13Toute organisation est le produit de multiples compromis ; de ce fait, nul acteur individuel ne s’y trouve véritablement à l’aise. Il (elle) finit par se résigner, comme si l’expérience répétée des insatisfactions faisait inévitablement partie du vécu d’une organisation. Autrement dit, puisqu’on ne peut jamais se délivrer de ces déficits institutionnels, une simple « réorganisation » ne pourra jamais remédier à une défaillance ponctuelle. Il faut veiller en permanence à ce que l’organisation (un corps professionnel par exemple) ne se réifie pas et ne s’attribue pas une sorte d’autonomie incontrôlée, ignorante des vouloirs individuels de ses acteurs-membres.

14Mais cet état d’autonomie de l’organisation, échappant à tout contrôle, peut facilement satisfaire les volontés individuelles, par exemple pour « l’utilisation privative du service public […], l’écart entre la norme officielle telle qu’elle s’énonce dans le droit administratif et la réalité de la pratique administrative avec tous les manquements à l’obligation de désintéressement […] et [les effets] de toutes les formes de “pieuse hypocrisie” que la logique paradoxale du champ bureaucratique peut favoriser » (Bourdieu, 1994, pp. 132-133). Dans ce cas, même si ces individus sont sans doute résignés et insatisfaits, comme tout un chacun, ils n’ont pas intérêt à remettre en cause l’inertie de base, qu’ils savent exploiter avec finesse à leur profit.

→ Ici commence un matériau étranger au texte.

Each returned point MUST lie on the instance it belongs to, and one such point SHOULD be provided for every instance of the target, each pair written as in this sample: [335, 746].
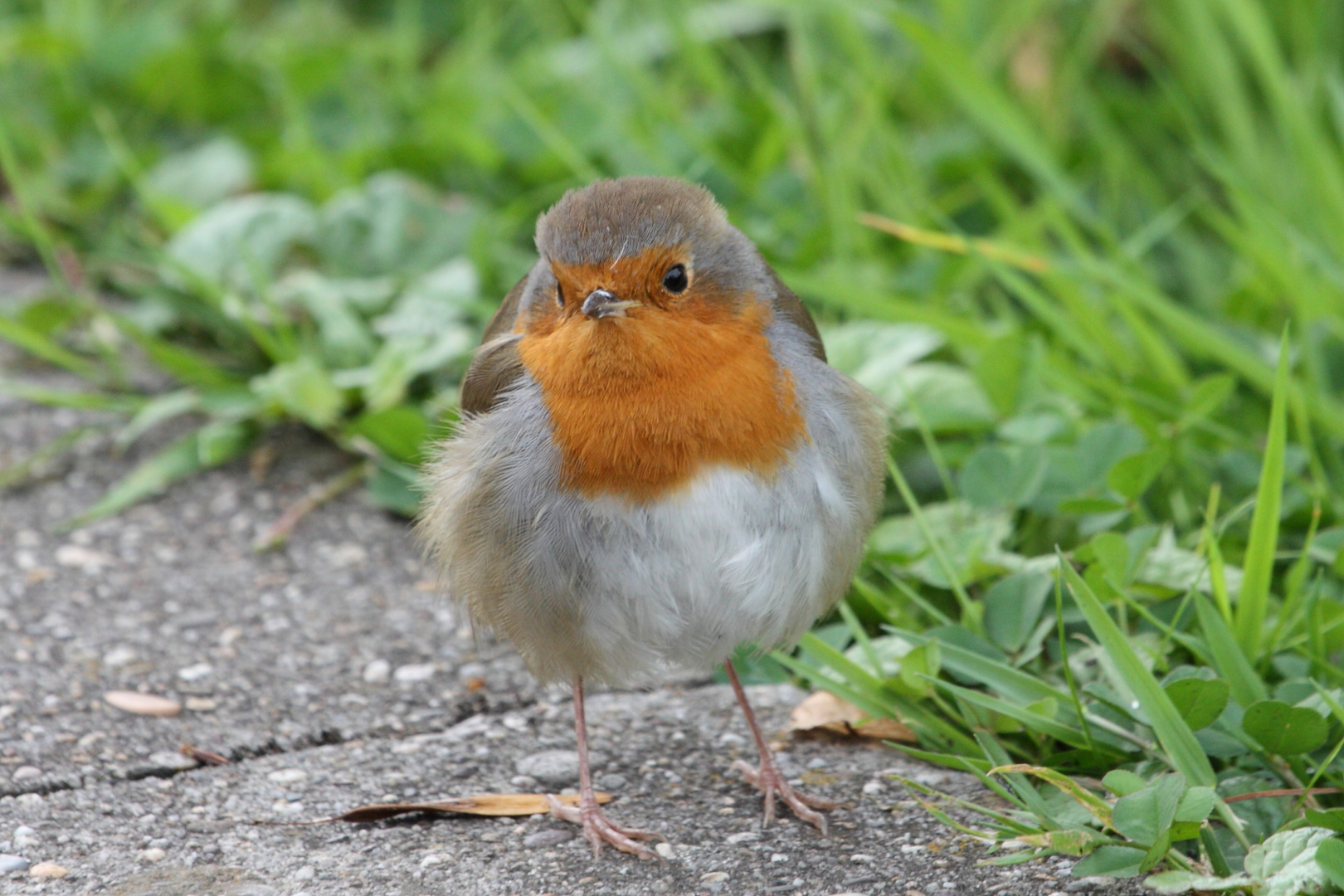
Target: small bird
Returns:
[655, 462]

15À plus grande échelle, toute personne est aux prises avec son univers institutionnel particulier (section ou département, syndicat, famille, vie associative, parti politique, réseaux d’amis, ethnie, langue, genre, etc.). Ces adhérences multiples véhiculent leurs lots de loyautés, parfois contradictoires ; elles s’interpénètrent et s’imbriquent inégalement. Suivant les contextes et les enjeux, les personnes concernées tendent à les représenter avec des loyautés subtilement hiérarchisées, des négociations intérieures et discrètes qui cherchent le plus souvent à déstabiliser le moins possible le statu quo général. Exemple simple : un bon syndicaliste peut être non gréviste parce que sa famille dépend de son salaire.

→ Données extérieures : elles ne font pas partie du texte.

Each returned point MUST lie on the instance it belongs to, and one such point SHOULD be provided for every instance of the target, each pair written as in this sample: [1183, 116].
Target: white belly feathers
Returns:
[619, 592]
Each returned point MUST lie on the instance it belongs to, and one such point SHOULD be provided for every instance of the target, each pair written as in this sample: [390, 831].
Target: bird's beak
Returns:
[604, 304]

16Pour aborder l’inertie des institutions sociales, l’intelligence sociologique est nécessaire pour saisir deux aspects de base : le changement est permanent, comme déjà indiqué ci-dessus ; les individus, personnellement ou collectivement, disposent d’un potentiel précieux, qui leur permet d’exercer leur capacité de discernement, afin d’influencer les changements à venir dans le sens le plus satisfaisant à leurs yeux.

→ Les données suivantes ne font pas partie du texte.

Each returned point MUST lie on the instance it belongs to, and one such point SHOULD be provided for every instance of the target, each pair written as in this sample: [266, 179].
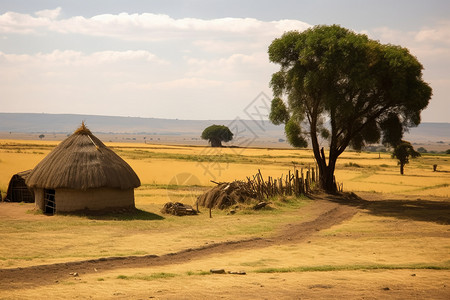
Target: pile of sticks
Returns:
[295, 183]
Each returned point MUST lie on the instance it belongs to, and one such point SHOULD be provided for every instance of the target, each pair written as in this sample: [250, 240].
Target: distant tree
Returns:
[422, 150]
[368, 92]
[216, 134]
[402, 152]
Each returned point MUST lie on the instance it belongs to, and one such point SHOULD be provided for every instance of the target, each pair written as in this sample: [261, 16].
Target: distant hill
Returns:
[249, 129]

5 – Développement institutionnel endogène

17Une caractéristique essentielle de l’acteur social est sa compétence à participer au développement endogène des institutions dans lesquelles il (elle) est impliqué(e). Si chaque institution crée sa propre culture spécifique, il en découle que négocier à l’intérieur ou à l’extérieur des frontières institutionnelles est inéluctablement une activité culturelle ou interculturelle. Une prise intelligente sur la dynamique (inter)culturelle est une condition préalable pour agir de façon compétente : la culture se fonde sur l’intersubjectivité ; les représentations réifiées exercent une influence forte sur les pratiques sociales.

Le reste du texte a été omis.